Including wealth managers from across France, Germany, the Nordics and other European countries, responsible for around €4trn in assets, the study also found that more than half (58%) take between 41 and 60 minutes to establish the sustainability preferences of individual clients, while just 4% spend more than 90 minutes.
“Wealth managers are increasingly squeezed for time, and they are expected to take on more clients as well as deliver more value to current ones,” said James Pereira-Stubbs, chief client officer and Oxford Risk.
“Having detailed knowledge and insight into clients’ sustainability preferences is no long a ‘nice to have’, it is an essential part of being able to make the best investment decisions. It is important to ensure that clients and advisers are still getting high-quality, accurate information on which future decisions can confidently be made.”

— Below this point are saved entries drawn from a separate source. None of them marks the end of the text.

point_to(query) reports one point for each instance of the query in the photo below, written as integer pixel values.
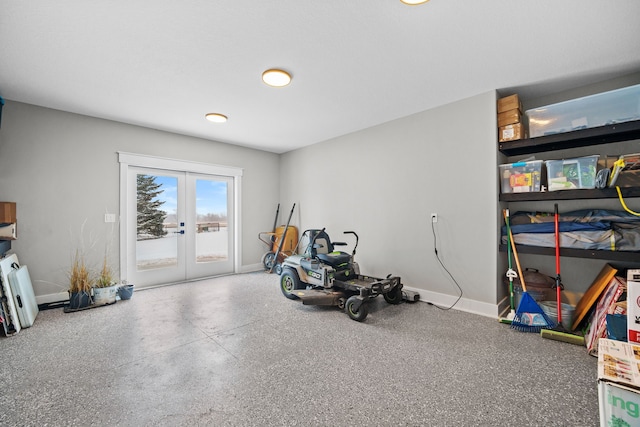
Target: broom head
(530, 317)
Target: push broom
(529, 316)
(559, 333)
(511, 274)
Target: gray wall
(385, 181)
(63, 172)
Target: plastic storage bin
(571, 174)
(520, 177)
(616, 106)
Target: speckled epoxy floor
(232, 351)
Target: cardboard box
(633, 305)
(7, 212)
(507, 103)
(619, 405)
(9, 232)
(618, 383)
(511, 132)
(509, 117)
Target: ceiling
(355, 63)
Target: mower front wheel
(358, 314)
(289, 282)
(268, 260)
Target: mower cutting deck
(323, 276)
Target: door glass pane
(157, 222)
(212, 237)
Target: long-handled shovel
(276, 262)
(559, 333)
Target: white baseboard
(251, 268)
(49, 298)
(467, 305)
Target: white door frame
(130, 159)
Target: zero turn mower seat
(325, 252)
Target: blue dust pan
(530, 317)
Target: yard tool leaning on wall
(529, 316)
(559, 333)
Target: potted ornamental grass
(105, 286)
(80, 283)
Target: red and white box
(633, 305)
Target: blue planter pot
(125, 291)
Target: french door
(179, 225)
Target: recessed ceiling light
(216, 117)
(276, 78)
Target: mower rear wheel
(394, 296)
(361, 313)
(289, 282)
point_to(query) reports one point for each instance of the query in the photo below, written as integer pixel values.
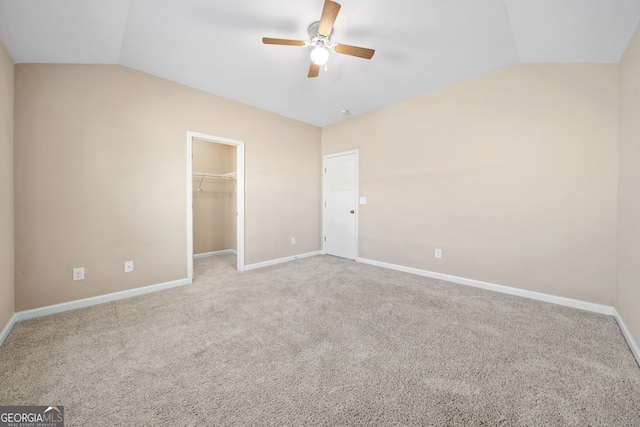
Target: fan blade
(284, 42)
(314, 70)
(329, 15)
(360, 52)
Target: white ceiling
(215, 45)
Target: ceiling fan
(320, 39)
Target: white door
(340, 193)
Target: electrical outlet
(128, 266)
(78, 274)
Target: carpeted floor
(323, 341)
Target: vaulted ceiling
(216, 45)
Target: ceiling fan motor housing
(318, 39)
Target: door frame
(239, 199)
(357, 196)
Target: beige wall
(100, 161)
(214, 200)
(6, 188)
(628, 304)
(513, 175)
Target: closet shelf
(230, 175)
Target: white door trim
(324, 195)
(240, 198)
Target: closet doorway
(215, 198)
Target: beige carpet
(323, 341)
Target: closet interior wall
(214, 199)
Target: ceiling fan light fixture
(319, 55)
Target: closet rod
(230, 175)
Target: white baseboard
(597, 308)
(280, 260)
(206, 254)
(100, 299)
(7, 328)
(627, 335)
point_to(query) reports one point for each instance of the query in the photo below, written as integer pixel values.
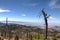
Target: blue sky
(27, 10)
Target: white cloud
(4, 10)
(30, 4)
(54, 4)
(24, 15)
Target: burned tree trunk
(46, 23)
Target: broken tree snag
(46, 23)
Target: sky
(28, 10)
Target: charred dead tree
(46, 23)
(6, 30)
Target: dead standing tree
(46, 23)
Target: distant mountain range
(28, 23)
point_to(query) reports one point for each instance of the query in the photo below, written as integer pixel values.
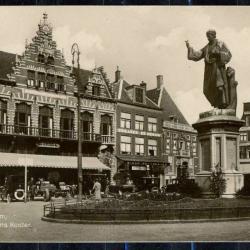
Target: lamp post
(76, 54)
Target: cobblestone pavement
(22, 222)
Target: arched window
(67, 123)
(23, 118)
(45, 121)
(3, 115)
(87, 125)
(106, 125)
(41, 58)
(50, 60)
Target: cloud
(191, 103)
(89, 44)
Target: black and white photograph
(124, 124)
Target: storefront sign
(136, 132)
(48, 145)
(140, 168)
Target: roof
(49, 161)
(162, 98)
(122, 95)
(7, 61)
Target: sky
(144, 41)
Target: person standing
(97, 189)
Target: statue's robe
(215, 86)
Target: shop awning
(49, 161)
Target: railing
(46, 132)
(179, 126)
(108, 139)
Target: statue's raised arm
(219, 83)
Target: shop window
(152, 124)
(125, 145)
(167, 144)
(96, 90)
(152, 147)
(139, 95)
(243, 137)
(139, 122)
(41, 79)
(139, 146)
(41, 58)
(125, 120)
(31, 78)
(194, 146)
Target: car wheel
(19, 194)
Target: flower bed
(149, 210)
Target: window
(106, 125)
(67, 123)
(41, 79)
(139, 95)
(96, 90)
(60, 85)
(194, 148)
(152, 124)
(50, 82)
(243, 137)
(152, 147)
(139, 146)
(125, 120)
(139, 122)
(174, 145)
(50, 60)
(125, 145)
(45, 121)
(31, 78)
(41, 58)
(22, 118)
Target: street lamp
(76, 54)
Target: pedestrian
(97, 189)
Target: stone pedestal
(218, 145)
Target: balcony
(108, 139)
(48, 133)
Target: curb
(44, 218)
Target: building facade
(245, 144)
(139, 134)
(179, 146)
(39, 113)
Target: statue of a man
(219, 83)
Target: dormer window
(60, 83)
(41, 80)
(41, 58)
(50, 82)
(31, 78)
(139, 95)
(96, 90)
(50, 60)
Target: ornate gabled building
(138, 135)
(179, 143)
(38, 113)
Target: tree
(217, 182)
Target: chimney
(117, 74)
(143, 84)
(159, 81)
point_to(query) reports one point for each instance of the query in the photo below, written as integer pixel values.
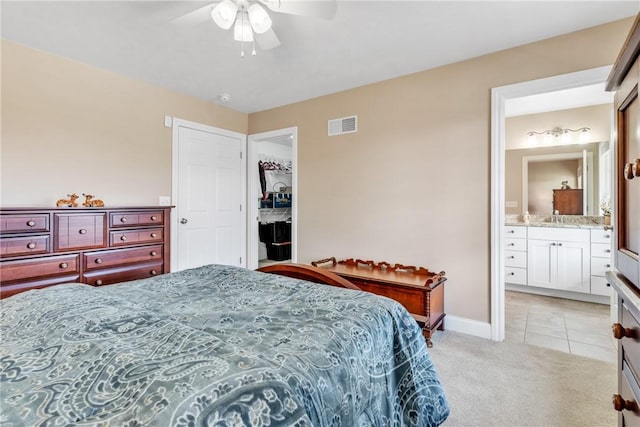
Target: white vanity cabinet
(559, 258)
(515, 255)
(601, 261)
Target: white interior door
(210, 217)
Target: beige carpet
(513, 384)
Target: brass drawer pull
(619, 404)
(620, 331)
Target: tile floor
(574, 327)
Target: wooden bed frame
(309, 273)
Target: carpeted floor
(513, 384)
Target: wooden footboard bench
(419, 290)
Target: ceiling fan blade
(267, 40)
(196, 17)
(316, 8)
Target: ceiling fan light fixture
(224, 14)
(242, 31)
(259, 19)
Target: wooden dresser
(41, 247)
(568, 202)
(625, 279)
(419, 290)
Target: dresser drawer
(601, 250)
(558, 233)
(599, 266)
(517, 276)
(123, 274)
(110, 258)
(32, 268)
(601, 236)
(123, 238)
(515, 244)
(24, 223)
(132, 219)
(631, 346)
(17, 246)
(11, 288)
(517, 232)
(515, 259)
(79, 231)
(630, 393)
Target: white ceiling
(559, 100)
(367, 41)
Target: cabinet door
(628, 179)
(541, 260)
(573, 266)
(79, 231)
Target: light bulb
(242, 31)
(259, 19)
(224, 14)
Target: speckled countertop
(562, 221)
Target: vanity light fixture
(558, 132)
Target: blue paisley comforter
(213, 346)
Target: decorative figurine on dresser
(625, 278)
(40, 247)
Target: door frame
(499, 95)
(176, 125)
(252, 189)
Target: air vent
(343, 125)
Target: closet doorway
(272, 197)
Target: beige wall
(413, 184)
(597, 118)
(68, 127)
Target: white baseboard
(467, 326)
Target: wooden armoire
(624, 278)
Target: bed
(215, 346)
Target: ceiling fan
(251, 22)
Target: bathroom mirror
(559, 182)
(531, 175)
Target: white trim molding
(468, 326)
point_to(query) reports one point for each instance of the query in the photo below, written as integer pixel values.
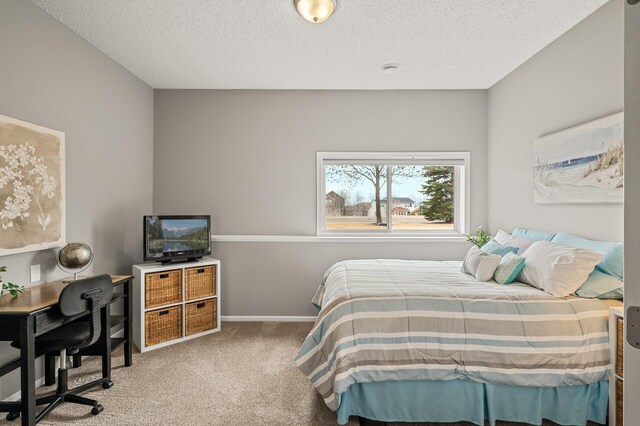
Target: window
(399, 193)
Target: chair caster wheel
(12, 416)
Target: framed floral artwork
(32, 199)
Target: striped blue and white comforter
(386, 320)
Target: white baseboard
(16, 396)
(267, 318)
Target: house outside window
(428, 193)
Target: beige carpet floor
(243, 375)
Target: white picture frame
(32, 187)
(581, 165)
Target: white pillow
(480, 264)
(506, 239)
(557, 269)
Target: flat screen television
(176, 238)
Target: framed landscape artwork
(32, 214)
(584, 164)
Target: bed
(421, 341)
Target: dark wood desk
(34, 313)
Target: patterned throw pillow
(494, 247)
(508, 269)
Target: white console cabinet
(175, 302)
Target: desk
(34, 313)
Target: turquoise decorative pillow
(533, 235)
(494, 247)
(613, 261)
(508, 269)
(601, 286)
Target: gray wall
(632, 200)
(52, 77)
(577, 78)
(248, 158)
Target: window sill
(342, 238)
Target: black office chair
(87, 295)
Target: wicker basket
(200, 316)
(163, 288)
(620, 349)
(619, 403)
(162, 325)
(200, 282)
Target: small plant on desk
(480, 238)
(13, 289)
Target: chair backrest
(87, 295)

While there was broad consensus on the fact that establishing sustainability preferences when onboarding a new client is one of the most important things a wealth manager can do, the study shows that too often these assessments and processes are not providing insightful or detailed enough information to base future decisions on.
Only one in four (25%) wealth managers said they were very confident in identifying the portion of a client’s investments that should be allocated to ESG investing after using their current processes. One in 10 (10%), meanwhile, said they were unsure about whether they could identify what should be allocated to sustainable investing after the process.
Additionally, just a third (32%) of wealth managers said they were very confident in being able to identify the portion of a portfolio that should be allocated to Article 8 and Article 9 funds within an investor’s portfolio after using their current process, with more than one in eight (13%) not knowing whether they would be able to do this.